2.3. La motivation de la décision

La décision de refus doit être motivée en tenant compte de :

  la gravité des faits constatés ;

  la nature de l’aide sollicitée ;

  l’avantage que cette aide procure à l’employeur.

La gravité des faits pourra se mesurer, par exemple, au nombre d’infractions commises par l’employeur verbalisé, à la persistance de ces infractions ou à leur cumul.

(Cf. Annexe 2 de la circulaire du 29 mai 2006).

2.4. La durée de la décision

Il appartient au DALE de fixer, le cas échéant, la durée pendant laquelle l’employeur ne pourra bénéficier de l’aide qui lui est refusée.

Cette période ne peut excéder cinq ans.

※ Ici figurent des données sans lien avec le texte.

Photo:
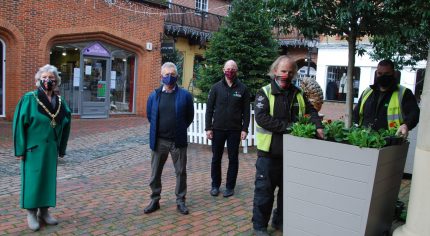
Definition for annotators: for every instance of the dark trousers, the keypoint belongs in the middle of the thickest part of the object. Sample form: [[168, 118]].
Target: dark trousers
[[268, 176], [158, 159], [218, 141]]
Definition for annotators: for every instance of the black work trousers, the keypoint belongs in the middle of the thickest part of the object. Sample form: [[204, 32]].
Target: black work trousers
[[218, 141], [158, 159], [268, 176]]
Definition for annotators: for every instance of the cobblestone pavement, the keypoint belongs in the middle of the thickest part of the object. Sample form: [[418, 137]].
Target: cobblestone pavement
[[103, 187]]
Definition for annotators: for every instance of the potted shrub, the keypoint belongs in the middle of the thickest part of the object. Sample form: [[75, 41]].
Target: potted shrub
[[345, 186]]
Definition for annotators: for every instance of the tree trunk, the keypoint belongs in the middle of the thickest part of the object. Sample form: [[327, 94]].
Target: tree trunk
[[349, 83], [419, 203]]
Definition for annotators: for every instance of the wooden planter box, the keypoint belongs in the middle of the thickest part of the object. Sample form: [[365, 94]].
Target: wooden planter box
[[334, 189]]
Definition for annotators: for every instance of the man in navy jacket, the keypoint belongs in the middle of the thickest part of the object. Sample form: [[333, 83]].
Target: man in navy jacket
[[170, 111]]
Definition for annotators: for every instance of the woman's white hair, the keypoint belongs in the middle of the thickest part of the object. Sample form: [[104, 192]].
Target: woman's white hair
[[47, 68]]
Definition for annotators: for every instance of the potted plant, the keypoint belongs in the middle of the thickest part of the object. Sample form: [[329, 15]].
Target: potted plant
[[345, 185]]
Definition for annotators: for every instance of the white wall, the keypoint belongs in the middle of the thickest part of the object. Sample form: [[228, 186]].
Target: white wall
[[337, 55]]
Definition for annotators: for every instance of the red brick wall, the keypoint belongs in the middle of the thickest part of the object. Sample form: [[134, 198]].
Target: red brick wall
[[218, 7], [30, 28]]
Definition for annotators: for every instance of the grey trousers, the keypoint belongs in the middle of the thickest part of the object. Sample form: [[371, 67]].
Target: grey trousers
[[158, 159]]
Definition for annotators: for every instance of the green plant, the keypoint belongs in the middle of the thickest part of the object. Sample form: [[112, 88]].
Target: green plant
[[303, 127], [303, 130], [335, 130], [390, 132], [365, 137]]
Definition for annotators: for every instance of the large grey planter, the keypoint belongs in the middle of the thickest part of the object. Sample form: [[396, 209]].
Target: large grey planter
[[334, 189]]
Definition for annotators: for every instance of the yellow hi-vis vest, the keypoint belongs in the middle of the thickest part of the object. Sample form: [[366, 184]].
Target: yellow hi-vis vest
[[394, 111], [264, 137]]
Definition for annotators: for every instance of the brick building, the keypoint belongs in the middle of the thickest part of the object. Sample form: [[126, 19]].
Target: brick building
[[108, 52]]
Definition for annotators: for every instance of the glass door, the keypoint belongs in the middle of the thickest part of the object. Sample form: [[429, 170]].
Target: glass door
[[95, 88]]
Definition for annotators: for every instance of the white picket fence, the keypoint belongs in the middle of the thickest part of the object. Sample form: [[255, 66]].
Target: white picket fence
[[197, 133]]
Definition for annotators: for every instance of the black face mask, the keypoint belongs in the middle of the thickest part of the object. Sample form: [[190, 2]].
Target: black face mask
[[49, 85], [385, 80]]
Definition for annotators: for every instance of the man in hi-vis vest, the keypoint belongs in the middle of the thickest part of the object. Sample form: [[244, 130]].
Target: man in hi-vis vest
[[277, 106], [386, 104]]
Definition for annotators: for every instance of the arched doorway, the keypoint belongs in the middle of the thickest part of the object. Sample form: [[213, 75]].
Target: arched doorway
[[97, 77]]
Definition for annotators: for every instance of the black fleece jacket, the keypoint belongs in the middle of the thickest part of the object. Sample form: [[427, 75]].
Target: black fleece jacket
[[228, 108]]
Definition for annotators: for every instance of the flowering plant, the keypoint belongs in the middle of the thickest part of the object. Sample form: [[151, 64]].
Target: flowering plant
[[358, 136], [303, 128]]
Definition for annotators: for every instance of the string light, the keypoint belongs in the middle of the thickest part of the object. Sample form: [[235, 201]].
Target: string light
[[140, 8]]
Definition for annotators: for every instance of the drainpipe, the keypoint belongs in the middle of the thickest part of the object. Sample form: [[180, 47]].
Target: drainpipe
[[417, 222]]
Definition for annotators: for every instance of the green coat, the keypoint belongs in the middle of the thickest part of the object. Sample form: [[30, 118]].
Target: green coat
[[40, 144]]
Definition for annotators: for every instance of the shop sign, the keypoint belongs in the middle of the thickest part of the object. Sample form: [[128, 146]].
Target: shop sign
[[167, 47]]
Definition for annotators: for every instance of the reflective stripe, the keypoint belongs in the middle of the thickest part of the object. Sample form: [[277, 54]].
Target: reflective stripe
[[365, 95], [263, 131], [263, 136], [393, 117], [394, 110]]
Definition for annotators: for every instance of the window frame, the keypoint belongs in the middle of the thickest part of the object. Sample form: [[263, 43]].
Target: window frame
[[3, 78], [199, 5]]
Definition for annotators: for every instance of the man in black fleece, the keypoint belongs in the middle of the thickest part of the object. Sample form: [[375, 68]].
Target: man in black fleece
[[227, 119]]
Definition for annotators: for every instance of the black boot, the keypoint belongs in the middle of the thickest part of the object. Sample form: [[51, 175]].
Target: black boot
[[153, 206]]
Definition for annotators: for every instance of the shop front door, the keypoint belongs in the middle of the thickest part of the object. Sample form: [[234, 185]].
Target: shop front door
[[95, 88]]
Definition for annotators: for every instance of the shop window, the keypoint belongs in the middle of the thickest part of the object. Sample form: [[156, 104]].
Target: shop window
[[202, 5], [122, 85], [66, 59], [336, 83], [2, 78]]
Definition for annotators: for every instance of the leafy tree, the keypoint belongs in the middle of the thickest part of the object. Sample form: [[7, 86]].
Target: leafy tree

Elle court à compter de la date de réception, par l’agence locale, de la demande d’aide.

Afin que le DALE puisse prendre sa décision en toute connaissance de cause il convient que chaque demande de contrat aidé ait été formalisée par un document papier comportant la date de la demande et la signature de l’employeur (ex : CERFA).

2.5. La communication des décisions de refus

Le directeur d’agence adresse, selon les cas, à l’URSSAF ou à la caisse de mutualité sociale agricole (MSA) ou à la caisse générale de sécurité sociale (CGSS – dans les DOM) copie des décisions refusant une aide comportant des exonérations de cotisations sociales.

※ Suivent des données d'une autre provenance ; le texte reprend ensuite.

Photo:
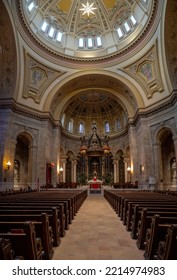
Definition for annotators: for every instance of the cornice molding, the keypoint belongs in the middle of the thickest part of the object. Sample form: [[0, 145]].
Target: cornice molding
[[6, 104]]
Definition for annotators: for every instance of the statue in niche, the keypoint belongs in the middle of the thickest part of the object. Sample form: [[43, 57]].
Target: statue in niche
[[36, 77], [146, 70]]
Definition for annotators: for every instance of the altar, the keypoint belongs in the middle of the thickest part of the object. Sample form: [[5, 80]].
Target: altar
[[95, 186]]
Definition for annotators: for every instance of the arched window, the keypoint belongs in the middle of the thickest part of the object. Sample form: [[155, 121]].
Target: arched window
[[63, 120], [70, 126], [81, 128], [107, 128], [118, 124]]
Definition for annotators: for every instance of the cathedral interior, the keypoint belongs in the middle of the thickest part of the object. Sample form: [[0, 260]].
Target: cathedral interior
[[88, 89]]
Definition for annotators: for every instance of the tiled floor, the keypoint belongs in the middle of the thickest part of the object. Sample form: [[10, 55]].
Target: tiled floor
[[97, 233]]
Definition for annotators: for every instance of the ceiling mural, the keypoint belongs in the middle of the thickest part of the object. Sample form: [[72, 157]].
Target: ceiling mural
[[87, 30]]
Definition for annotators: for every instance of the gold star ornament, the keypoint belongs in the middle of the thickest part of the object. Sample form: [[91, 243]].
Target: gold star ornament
[[88, 9]]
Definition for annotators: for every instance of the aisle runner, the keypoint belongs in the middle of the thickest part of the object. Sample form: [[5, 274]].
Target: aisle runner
[[97, 233]]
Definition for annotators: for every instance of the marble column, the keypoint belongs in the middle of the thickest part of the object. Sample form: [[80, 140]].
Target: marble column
[[157, 161], [115, 161], [32, 163], [74, 170]]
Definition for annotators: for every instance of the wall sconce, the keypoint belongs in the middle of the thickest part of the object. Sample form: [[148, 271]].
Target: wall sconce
[[60, 170], [129, 169], [8, 166], [141, 169]]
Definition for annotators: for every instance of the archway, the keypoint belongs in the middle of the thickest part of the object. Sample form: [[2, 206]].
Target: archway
[[22, 172]]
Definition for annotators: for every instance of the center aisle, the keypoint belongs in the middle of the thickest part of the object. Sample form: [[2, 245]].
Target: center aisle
[[97, 233]]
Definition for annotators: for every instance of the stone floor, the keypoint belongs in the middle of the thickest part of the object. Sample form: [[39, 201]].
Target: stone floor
[[97, 233]]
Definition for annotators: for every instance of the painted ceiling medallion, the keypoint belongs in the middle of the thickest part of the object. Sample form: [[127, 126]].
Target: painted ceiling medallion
[[88, 9]]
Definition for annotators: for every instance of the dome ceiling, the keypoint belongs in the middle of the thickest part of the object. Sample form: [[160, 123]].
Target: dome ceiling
[[94, 97], [81, 29]]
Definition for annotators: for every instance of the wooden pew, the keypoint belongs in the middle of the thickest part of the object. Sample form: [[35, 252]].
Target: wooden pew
[[52, 215], [158, 231], [167, 250], [6, 252], [134, 211], [43, 231], [39, 209], [137, 216], [25, 244], [145, 224]]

                                                                                         J.-M. Marx

Les annexes « Demande d’information auprès des COLTI », « Modèle de courrier d’avertissement avant refus », « Modèle de courrier de refus d’attribution d’une aide », « Liste des agents de contrôle autorisés à obtenir des informations nominatives et personnelles en matière de lutte contre le travail illégal », « Circulaire DILTI n° 2006/01 du 29 mai 2006 » et « Liste des secrétaires permanents des COLTI » sont disponibles dans les agences locales pour l’emploi.